I cannot understand how they came to that conclusion so if someone could help me finish this line of reasoning I would be grateful.
I did come up with my own solution but I'd like to understand the other solution as well, here's my solution if anyone's interested:
The locus can also be found by drawing 3 circles with radii $r_1$,$r_2$,$r_3$ each centred about the points $(x_1, y_1)$, $(x_2, y_2)$, and $(x_3, y_3)$ where $r_1^2$+$r_2^2$+$r_3^2$=$a^2$.

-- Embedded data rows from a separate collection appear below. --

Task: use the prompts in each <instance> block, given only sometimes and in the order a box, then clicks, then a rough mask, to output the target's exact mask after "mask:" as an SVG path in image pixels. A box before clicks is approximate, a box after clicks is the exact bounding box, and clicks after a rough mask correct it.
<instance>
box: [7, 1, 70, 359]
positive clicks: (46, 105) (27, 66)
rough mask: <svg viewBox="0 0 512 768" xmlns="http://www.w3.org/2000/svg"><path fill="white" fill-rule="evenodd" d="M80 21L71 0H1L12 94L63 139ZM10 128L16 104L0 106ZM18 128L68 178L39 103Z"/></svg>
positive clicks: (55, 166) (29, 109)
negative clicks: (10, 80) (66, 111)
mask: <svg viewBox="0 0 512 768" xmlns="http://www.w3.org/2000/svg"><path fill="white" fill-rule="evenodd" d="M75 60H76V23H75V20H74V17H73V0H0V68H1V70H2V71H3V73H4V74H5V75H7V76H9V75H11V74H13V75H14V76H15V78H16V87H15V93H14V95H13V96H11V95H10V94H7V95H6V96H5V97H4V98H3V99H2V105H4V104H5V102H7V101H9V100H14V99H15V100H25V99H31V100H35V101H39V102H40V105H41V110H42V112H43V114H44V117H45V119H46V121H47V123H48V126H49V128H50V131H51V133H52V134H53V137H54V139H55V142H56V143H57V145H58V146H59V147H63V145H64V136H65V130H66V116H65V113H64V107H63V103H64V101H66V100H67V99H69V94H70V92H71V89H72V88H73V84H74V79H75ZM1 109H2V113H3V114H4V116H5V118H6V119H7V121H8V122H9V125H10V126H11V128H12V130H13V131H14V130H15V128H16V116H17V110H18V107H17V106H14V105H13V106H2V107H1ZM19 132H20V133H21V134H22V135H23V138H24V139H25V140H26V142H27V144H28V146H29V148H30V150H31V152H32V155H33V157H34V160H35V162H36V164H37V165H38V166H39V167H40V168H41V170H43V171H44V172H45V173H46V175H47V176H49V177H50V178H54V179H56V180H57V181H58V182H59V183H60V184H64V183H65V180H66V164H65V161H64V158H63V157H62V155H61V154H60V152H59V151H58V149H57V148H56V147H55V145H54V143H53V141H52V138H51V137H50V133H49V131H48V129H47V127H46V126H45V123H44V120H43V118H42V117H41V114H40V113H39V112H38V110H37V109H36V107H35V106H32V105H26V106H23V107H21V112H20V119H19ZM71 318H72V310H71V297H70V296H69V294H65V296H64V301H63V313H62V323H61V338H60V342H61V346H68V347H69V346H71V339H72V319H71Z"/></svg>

You can justify this by looking at the equation immediately after applying the distance formula to each of the points.
Now, every point in the locus is a point where the 3 circles intersect in any possible configuration of the radii.
The minimum of the sum of squares of the radii occurs when all the radii are equal by the RMS-AM-GM inequality and this only occurs at the centroid hence the minimum of $a^2$ is the sum of the squares of the distances between the centroid and the points.
Therefore, $a^2$ cannot be less than this sum.
Let $\bar{x} = {1 \over 3} (x_1+x_2+x_3)$.
Then $\sum_k \|x-x_k\|^2 = 3 \|x\|^2 + \sum_k \|x_k\|^2 - 3 \cdot 2 x^T \bar{x}$ and
$\sum_k \| x_k -\bar{x}\|^2 = 3 \|\bar{x}\|^2 + \sum_k \|x_k\|^2 - 3 \cdot 2\|\bar{x}\|^2 = \sum_k \|x_k\|^2 - 3\|\bar{x}\|^2$.
Hence \begin{eqnarray} \sum_k \|x-x_k\|^2 &=& 3 \|x\|^2+ \sum_k \| x_k -\bar{x}\|^2 + 3\|\bar{x}\|^2- 3 \cdot 2 x^T \bar{x} \\ &=& 3 \|x-\bar{x}\|^2+\sum_k \| x_k -\bar{x}\|^2 \end{eqnarray} and so the equation reduces to $3 \|x-\bar{x}\|^2 = a^2-\sum_k \| x_k -\bar{x}\|^2$